А слухи ходили по Москве самые разные. Говорили, например, что Чаадаева велено посадить в сумасшедший дом, если доктора определят у него расстройство ума, или сослать куда-нибудь подальше от столицы, если признают его здоровым. Не обошел своим вниманием автора философического письма и богатый московский барин и присяжный остроумец С. А. Неелов, который в Английском клубе и на балах по горячим следам сочинял эпиграммы на заметные события в древней столице. «Чаадаеву, которому после Телескопа начали щупать пульс» — так назывались его переходившие из уст в уста двустишия, среди которых были и следующие:
Бежал Чадаев наш к бессмертию галопом,
Но остановлен Телескопом.
Достоин крест иметь, поверьте в этом мне,
Но не на шее — на спине.
Он генерал, и по рассудку
Его определить возможно даже в будку.
Злые строки Неелова — одно из предельных выражений негодования в адрес Петра Яковлевича. «Что же касается до моего положения, — пишет он брату, — то оно теперь состоит в том, что я должен довольствоваться одною прогулкою в день и видеть у себя ежедневно господ медиков, ex officio меня навещающих. Один из них, пьяный частный штаб-лекарь, долго ругался надо мною самым наглым образом, но теперь прекратил свои пoceщения, вероятно по предписанию начальства». Жалоба Чаадаева обер-полицмейстеру с угрозой писать выше Бенкендорфу возымела быстрое действие, и «умалишенного» на Басманной вскоре стал посещать давний и некогда лечивший его приятель, доктор Гульковский.
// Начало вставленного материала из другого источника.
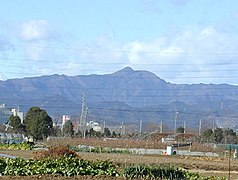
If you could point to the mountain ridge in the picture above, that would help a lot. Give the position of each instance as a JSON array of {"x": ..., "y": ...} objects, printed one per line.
[{"x": 132, "y": 95}]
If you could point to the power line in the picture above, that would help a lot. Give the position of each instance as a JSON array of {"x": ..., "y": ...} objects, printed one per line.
[{"x": 125, "y": 51}]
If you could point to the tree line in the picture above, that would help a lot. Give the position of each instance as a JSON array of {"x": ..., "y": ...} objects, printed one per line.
[{"x": 39, "y": 125}]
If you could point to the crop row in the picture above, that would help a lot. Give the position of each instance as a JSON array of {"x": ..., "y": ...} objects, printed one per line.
[
  {"x": 65, "y": 166},
  {"x": 92, "y": 149},
  {"x": 74, "y": 166},
  {"x": 21, "y": 146}
]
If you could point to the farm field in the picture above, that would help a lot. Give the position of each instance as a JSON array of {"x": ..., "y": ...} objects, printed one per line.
[{"x": 207, "y": 166}]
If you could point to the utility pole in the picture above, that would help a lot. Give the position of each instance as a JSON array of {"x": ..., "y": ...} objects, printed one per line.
[
  {"x": 83, "y": 117},
  {"x": 161, "y": 127},
  {"x": 140, "y": 126},
  {"x": 184, "y": 126},
  {"x": 175, "y": 122},
  {"x": 200, "y": 127}
]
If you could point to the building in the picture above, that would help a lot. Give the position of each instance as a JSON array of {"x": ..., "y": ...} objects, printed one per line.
[
  {"x": 94, "y": 125},
  {"x": 64, "y": 120},
  {"x": 6, "y": 112}
]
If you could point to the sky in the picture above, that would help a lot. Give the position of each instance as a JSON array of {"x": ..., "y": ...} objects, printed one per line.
[{"x": 181, "y": 41}]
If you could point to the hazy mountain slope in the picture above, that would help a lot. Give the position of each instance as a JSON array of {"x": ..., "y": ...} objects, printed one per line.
[{"x": 125, "y": 95}]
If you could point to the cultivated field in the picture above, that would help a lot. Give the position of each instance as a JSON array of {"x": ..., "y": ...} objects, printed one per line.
[{"x": 217, "y": 166}]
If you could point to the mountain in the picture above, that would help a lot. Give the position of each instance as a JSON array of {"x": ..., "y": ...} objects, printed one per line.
[{"x": 127, "y": 95}]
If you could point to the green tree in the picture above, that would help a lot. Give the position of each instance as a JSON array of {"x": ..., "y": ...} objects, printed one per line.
[
  {"x": 68, "y": 129},
  {"x": 15, "y": 122},
  {"x": 38, "y": 123},
  {"x": 106, "y": 132},
  {"x": 180, "y": 130}
]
Визиты врачей носили формальный, но регулярный характер, и об их исполнении ежемесячно докладывал в Петербург московский военный генерал-губернатор.
Среди слухов, особенно усугублявших подавленное состояние Петра Яковлевича, выделялись двусмысленные разговоры о «даме» и ее взаимоотношениях с автором философического письма. Они вскоре приняли опять-таки «сумасшедший» оборот, когда 17 декабря московское губернское правление освидетельствовало умственные способности Екатерины Дмитриевны Пановой по настоятельной просьбе мужа, пожелавшего поместить свою тридцатидвухлетнюю жену в лечебное заведение Саблера. Когда до «басманного философа» дошли отклики об ответах Пановой на предложенные ей вопросы, он через пристава испросил разрешение явиться к московскому обер-полицмейстеру Цынскому, которому сделал письменно следующее заявление: «Коллежская секретарша Панова во время свидетельствования ее губернским правлением в умственных способностях, рассказывала в присутствии, что она республиканка и что во время войны в 1831 году она молилась за поляков, и тому подобные вздоры говорила»; а потому он опасается, чтобы «по прежним его с Пановой связям правительство не заключило, что он причиною внушения ей подобного рода мыслей, так как философические письма, напечатанные в Телескопе, были писаны к ней».